A série consegue manter uma rota evolutiva sem procrastinações. A cada temporada, os personagens estão mais desenvolvidos, novas situações e outros personagens se apresentam, levando a mais conflitos e questões. A cada ano, a vida de Ray e dos demais sofre algum tipo de mudança. Pessoas adoecem e morrem, se casam, se separam, são assassinadas, acordos são desfeitos e a impressão é que tudo está piorando na vida dos Donovan, especialmente na de Ray, que vê sua família se esfacelar assim como observa na vida de seus clientes. O personagem parece caminhar obstinadamente a um destino trágico e solitário, resultado do universo perverso em que vive.

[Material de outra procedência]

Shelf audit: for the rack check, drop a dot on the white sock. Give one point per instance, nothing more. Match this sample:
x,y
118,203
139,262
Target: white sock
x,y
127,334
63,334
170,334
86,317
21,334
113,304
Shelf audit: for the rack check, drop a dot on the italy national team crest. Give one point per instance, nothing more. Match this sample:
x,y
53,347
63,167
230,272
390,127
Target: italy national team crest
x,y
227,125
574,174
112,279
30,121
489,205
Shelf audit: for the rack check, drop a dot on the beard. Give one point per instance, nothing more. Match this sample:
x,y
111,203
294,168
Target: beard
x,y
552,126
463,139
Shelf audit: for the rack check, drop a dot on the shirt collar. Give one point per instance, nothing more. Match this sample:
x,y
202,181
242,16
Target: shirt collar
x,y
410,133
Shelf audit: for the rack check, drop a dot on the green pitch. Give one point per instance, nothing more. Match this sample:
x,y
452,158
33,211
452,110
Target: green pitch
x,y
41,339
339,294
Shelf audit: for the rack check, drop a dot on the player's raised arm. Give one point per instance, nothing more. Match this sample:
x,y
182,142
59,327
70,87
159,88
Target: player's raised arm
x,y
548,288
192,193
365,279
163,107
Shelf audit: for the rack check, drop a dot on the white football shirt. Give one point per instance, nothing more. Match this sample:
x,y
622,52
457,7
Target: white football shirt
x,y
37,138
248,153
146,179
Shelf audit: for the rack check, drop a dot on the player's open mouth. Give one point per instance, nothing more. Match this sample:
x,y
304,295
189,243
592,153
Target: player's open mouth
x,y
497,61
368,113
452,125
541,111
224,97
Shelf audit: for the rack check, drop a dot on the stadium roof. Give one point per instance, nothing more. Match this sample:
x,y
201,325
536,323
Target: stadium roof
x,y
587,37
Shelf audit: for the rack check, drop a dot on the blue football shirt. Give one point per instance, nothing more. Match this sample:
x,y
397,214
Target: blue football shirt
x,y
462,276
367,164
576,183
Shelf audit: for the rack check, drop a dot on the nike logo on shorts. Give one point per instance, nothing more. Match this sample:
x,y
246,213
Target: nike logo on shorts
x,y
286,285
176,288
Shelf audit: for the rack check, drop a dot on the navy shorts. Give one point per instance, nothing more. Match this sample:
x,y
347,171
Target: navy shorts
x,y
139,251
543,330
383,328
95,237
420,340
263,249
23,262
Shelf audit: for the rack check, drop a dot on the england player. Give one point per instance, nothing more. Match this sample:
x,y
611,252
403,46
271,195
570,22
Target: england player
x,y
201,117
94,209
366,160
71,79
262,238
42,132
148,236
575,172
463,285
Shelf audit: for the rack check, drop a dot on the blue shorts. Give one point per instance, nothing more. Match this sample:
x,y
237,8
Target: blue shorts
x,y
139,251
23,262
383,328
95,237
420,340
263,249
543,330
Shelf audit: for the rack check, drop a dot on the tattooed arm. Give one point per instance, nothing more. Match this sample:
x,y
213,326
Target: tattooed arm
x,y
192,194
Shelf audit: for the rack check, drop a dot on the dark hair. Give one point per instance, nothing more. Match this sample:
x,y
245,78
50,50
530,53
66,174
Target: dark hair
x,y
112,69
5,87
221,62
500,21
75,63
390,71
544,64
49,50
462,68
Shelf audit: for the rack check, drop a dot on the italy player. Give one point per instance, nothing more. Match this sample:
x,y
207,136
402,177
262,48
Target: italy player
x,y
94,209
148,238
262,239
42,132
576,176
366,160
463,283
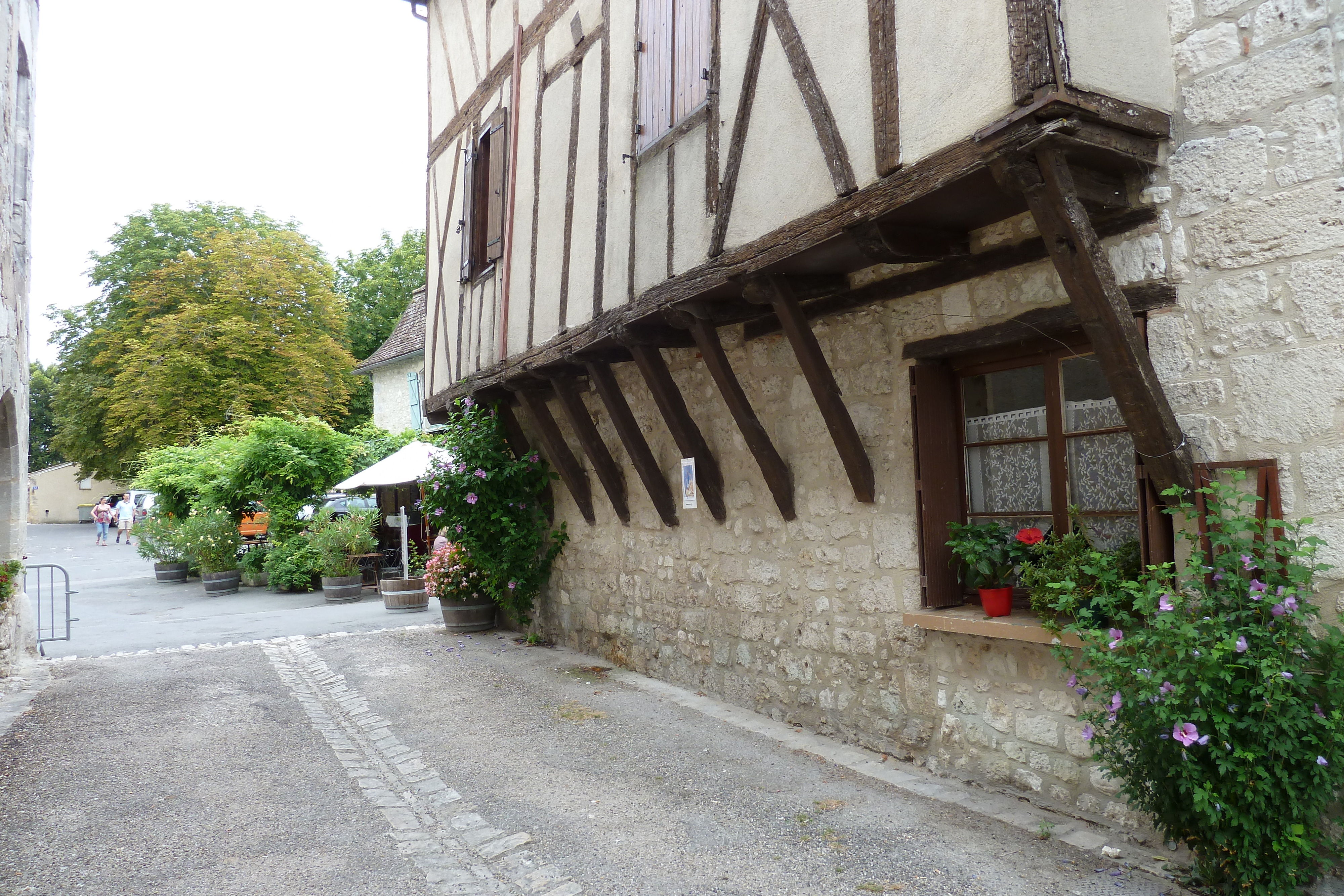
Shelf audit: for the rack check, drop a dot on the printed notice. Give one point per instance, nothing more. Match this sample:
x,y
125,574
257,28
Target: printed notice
x,y
689,502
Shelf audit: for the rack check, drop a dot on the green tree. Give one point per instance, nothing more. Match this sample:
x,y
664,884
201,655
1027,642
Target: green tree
x,y
99,340
42,424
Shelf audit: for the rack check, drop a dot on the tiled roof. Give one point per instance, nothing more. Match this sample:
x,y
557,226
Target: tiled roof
x,y
407,338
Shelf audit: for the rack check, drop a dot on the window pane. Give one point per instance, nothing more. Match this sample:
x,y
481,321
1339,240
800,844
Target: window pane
x,y
1101,472
1009,405
1010,479
1089,403
1111,532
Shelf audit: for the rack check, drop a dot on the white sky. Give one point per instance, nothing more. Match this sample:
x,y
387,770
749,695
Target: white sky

Ray tenta se manter firme contra todos os impactos físicos e abalos psicológicos, mas até que ponto resistirá sem quebrar? Tudo indica que, nesse meio de vida, o destino final será a cadeia ou algum esconderijo medíocre e solitário no meio de lugar nenhum. Parece inevitável chegar o momento em que o fixer se encontrará finalmente em uma situação sem solução.

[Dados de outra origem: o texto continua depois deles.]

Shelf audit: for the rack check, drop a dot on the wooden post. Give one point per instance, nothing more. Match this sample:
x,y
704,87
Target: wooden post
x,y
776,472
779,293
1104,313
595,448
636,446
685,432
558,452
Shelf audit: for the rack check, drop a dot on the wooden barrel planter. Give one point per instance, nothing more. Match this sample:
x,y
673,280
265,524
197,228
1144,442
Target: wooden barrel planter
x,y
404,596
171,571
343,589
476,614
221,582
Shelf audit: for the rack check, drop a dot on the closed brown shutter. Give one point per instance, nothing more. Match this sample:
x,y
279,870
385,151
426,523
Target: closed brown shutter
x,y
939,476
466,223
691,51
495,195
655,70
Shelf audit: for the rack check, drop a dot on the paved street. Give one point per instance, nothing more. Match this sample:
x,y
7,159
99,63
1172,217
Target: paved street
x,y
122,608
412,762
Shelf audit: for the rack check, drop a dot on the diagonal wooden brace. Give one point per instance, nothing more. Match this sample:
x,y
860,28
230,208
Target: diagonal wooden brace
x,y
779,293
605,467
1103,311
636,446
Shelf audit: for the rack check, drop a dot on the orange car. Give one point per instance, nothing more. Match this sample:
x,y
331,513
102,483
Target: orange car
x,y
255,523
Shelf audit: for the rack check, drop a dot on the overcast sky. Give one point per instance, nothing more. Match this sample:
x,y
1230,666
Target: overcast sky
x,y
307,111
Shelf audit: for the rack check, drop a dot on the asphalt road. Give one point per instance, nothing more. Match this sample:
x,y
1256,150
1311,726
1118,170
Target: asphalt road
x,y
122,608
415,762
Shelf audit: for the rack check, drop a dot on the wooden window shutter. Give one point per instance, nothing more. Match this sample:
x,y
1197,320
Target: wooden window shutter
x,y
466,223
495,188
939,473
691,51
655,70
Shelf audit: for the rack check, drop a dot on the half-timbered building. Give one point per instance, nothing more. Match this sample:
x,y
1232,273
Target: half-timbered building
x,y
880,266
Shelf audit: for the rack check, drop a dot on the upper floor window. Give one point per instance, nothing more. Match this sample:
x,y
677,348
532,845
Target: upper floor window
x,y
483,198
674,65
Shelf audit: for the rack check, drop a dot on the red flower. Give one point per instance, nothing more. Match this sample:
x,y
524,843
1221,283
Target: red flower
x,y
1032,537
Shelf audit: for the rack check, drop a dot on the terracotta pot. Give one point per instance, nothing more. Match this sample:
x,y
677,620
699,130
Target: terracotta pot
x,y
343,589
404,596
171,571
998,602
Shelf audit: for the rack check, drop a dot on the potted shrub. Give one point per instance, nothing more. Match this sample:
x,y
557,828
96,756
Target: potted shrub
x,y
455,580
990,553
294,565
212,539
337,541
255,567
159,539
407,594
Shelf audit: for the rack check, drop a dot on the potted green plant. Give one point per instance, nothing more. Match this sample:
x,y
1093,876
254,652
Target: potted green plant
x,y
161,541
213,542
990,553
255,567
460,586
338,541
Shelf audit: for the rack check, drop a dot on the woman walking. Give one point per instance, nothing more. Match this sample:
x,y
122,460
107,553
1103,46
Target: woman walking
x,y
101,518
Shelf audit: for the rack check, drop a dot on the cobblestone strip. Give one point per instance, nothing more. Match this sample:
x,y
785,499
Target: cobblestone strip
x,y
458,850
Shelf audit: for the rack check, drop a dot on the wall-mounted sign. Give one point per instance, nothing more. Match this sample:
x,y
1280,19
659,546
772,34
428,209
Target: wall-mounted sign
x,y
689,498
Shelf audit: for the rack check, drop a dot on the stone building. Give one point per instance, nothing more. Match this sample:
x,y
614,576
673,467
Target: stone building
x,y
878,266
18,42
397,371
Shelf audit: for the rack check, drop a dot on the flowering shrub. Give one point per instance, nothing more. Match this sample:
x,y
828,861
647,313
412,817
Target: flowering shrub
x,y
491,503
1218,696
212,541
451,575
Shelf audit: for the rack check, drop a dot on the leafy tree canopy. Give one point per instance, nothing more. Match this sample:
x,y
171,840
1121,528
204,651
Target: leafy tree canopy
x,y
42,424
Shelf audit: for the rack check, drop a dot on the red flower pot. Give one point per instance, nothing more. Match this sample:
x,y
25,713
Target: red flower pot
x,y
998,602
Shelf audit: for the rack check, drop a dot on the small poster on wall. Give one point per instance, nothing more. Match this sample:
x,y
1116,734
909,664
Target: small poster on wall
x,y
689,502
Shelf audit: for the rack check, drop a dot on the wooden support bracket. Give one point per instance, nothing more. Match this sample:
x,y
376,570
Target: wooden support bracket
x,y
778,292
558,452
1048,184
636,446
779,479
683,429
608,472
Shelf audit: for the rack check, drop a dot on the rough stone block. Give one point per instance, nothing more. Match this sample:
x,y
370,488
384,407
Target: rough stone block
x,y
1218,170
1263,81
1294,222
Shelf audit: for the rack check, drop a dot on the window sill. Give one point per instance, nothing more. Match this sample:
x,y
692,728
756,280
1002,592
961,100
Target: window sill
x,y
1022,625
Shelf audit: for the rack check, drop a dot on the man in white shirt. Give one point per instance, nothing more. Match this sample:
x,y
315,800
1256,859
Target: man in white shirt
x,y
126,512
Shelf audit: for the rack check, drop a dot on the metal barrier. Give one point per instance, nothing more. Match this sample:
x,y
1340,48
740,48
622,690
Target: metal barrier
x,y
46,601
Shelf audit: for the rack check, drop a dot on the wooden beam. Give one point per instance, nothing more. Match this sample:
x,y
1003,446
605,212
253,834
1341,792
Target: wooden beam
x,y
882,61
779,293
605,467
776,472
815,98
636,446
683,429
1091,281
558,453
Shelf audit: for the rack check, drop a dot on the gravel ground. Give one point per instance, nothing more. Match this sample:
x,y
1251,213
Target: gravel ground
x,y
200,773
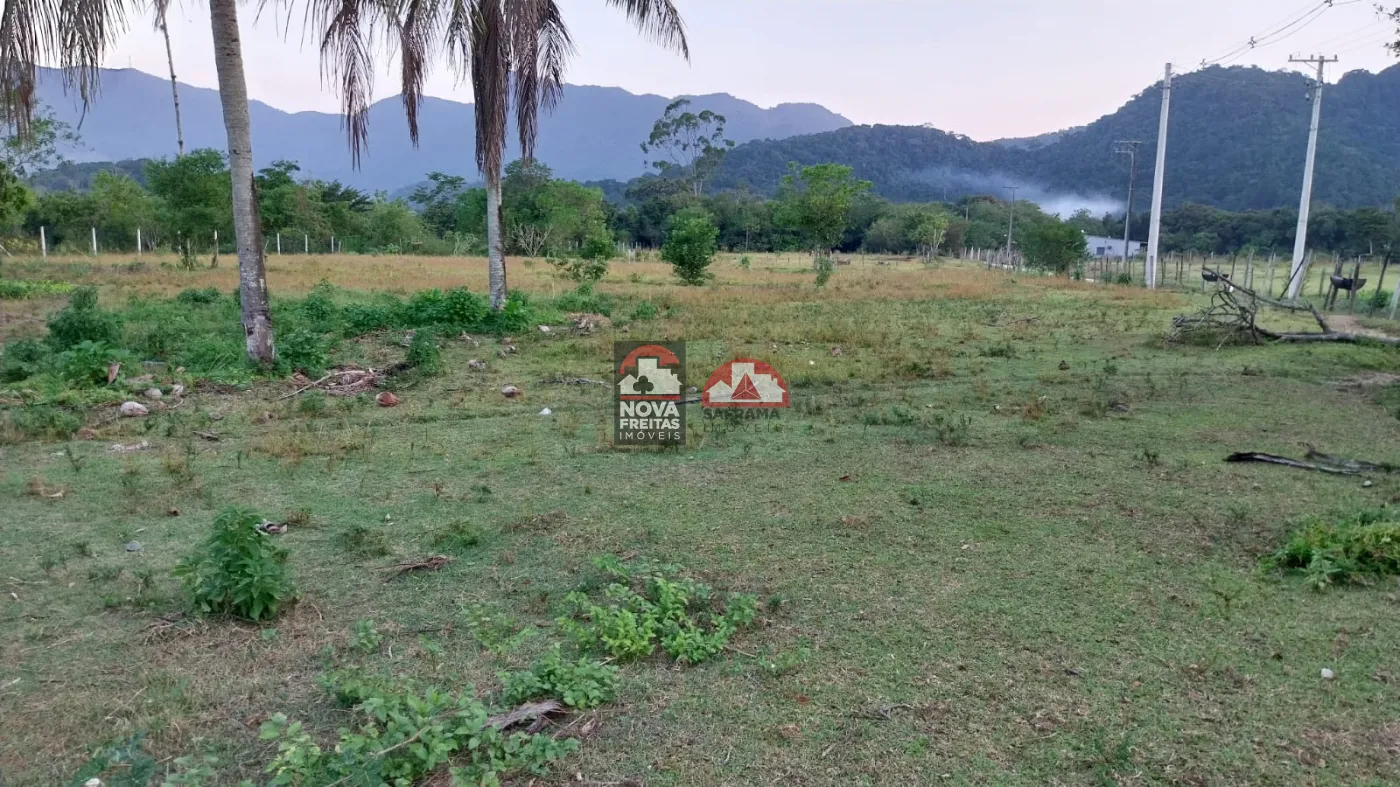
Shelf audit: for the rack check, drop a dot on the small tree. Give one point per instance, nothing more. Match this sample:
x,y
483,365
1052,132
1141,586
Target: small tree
x,y
693,143
816,203
689,245
928,234
1054,245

A série justifica mais uma vez o que já é considerado basicamente unanimidade entre a crítica especializada: que a televisão conta com mais criatividade que o cinema, com roteiros ousados e oportunidades incríveis para revelar talentos adormecidos ou ignorados ou ainda ressuscitar veteranos, como é o caso na dobradinha Liev Scheiber e Jon Voight.
A criadora é a roteirista veterana Ann Biderman, 63 anos, conhecida também pela série Southland: Cidade do Crime e de filmes como Inimigos Públicos (Public Enemies, 2009) e Copycat: A Vida Imita a Morte (Copycat, 1995). Ray Donovan já vai para sua 6ª temporada. As cinco primeiras estão disponíveis na Netflix.
A figura do fixer em Hollywood
Liev Scheiber já declarou para uma rádio que pessoalmente nunca cruzou com um fixer por Hollywood, mas reconhece que eles existem desde a criação de sua criação. “Ainda há serviços que precisam ser feitos e que advogados não podem resolver, então se recorre a pessoas como Ray”.
Um fixer que ficou famoso foi Anthony Pellicano, um senhor que cumpre uma longa sentença por atividades criminosas. Tendo começando sua carreira na década de 1970, contou que já trabalhou indiretamente para gente como Steven Spielberg, Michael Jackson, Kevin Costner e Chris Rock, ainda que eles nem ficassem sabendo de seus serviços.
Pellicano entregou um peixe morto e um bilhete com conteúdo ameaçador para um jornalista que estava escrevendo matérias desfavoráveis a dois clientes seus, Steven Seagal e um cabeça dos estúdios Disney, Michael Ovitz. O FBI investigou o caso e chegou ao escritório dele, onde encontrou uma grande carga de material explosivo. Depois seguiram outras acusações, como ter grampeado telefones de gente como Sylvester Stallone.
Outros fixers reconhecidos são Eddie Manix, que foi vice-presidente da MGM, e Fred Otash, um ex-policial que teria até servido de inspiração para Jack Nicholson ao interpretar o detetive J.J. Gittes em Chinatown, filme de 1974 dirigido por Roman Polanski.